My plans for the fellowship period
During the fellowship period, I will focus on two central lines of research. The first will examine the neural and cognitive development of goal-directed learning – or the ability to take intentional action to bring about beneficial outcomes. Our ongoing work has shown in the face of challenges, younger individuals are often more prone to rely on habitual behaviors or learned Pavlovian reactions in lieu of deliberate goal-directed actions. We will seek to understand the cognitive processes and brain circuitry that give rise to this developmental bias, as well as how and in what contexts children and adolescents come to rely on goal-directed learning.

A second line of research will examine how control over positive and negative events alters cognitive and emotional functioning in children and adolescents. Our past work suggests that in adulthood, exposure to uncontrollable reinforcement, whether positive or negative, can promote automatic reactive responding, whereas controllable reinforcement promotes goal-directed proactive behavior.

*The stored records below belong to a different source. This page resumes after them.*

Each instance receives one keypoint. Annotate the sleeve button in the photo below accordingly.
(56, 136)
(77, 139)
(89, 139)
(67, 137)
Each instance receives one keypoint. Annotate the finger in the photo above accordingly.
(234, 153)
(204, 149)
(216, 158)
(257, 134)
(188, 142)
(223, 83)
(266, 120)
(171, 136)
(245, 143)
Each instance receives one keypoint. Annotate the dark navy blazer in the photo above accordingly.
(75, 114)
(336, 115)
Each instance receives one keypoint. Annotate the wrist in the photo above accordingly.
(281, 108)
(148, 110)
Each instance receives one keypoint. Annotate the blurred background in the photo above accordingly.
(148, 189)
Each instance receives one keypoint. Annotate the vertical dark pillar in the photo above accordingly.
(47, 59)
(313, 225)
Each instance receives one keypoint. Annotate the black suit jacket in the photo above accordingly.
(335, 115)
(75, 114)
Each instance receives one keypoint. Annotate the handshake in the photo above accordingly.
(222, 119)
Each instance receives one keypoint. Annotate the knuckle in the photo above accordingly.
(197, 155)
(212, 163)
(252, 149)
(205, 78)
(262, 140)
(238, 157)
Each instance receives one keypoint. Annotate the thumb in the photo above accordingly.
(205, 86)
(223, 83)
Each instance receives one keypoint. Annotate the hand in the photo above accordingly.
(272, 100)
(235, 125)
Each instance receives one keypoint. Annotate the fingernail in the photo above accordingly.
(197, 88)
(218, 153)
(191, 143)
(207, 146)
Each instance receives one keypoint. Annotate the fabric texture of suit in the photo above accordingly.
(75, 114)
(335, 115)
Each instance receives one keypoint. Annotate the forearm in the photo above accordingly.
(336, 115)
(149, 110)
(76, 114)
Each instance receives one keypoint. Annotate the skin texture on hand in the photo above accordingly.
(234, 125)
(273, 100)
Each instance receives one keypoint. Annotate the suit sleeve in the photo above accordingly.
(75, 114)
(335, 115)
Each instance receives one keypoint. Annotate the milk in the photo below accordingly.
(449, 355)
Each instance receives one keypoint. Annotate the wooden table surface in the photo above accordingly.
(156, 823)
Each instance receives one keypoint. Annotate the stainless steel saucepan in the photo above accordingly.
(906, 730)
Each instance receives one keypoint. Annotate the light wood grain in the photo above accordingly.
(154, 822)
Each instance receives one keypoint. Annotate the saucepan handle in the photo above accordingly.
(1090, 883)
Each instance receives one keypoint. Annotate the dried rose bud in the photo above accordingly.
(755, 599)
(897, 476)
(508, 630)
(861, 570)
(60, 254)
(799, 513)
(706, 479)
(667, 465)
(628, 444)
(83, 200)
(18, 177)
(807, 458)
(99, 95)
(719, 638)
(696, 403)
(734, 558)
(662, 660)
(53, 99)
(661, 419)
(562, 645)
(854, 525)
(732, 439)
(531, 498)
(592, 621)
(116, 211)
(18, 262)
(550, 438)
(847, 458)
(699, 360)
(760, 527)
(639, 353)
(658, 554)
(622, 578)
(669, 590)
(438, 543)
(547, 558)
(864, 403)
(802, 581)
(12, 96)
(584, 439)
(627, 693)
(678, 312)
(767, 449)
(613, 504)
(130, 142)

We will extend this work to examine how control biases subsequent learning and decision-making in childhood and adolescence, with the hypothesis that control over environmental stressors and rewards may be a critical factor promoting the typical development of goal-directed cognition and emotional resilience.

How will my work change children’s and youth’s lives?
This work will lay the foundation for effective educational and clinical interventions by improving our understanding of the learning processes and environmental factors that promote the development of effective self-regulation, adaptive decision-making, and psychological resilience. It has global relevance for understanding the cognitive and emotional developmental trajectories of children reared in diverse types of low-control environments (e.g., urban or rural poverty, exposure to trauma or violence, excessive parental control) and could inform the design and implementation of developmentally optimized approaches for altering these outcomes.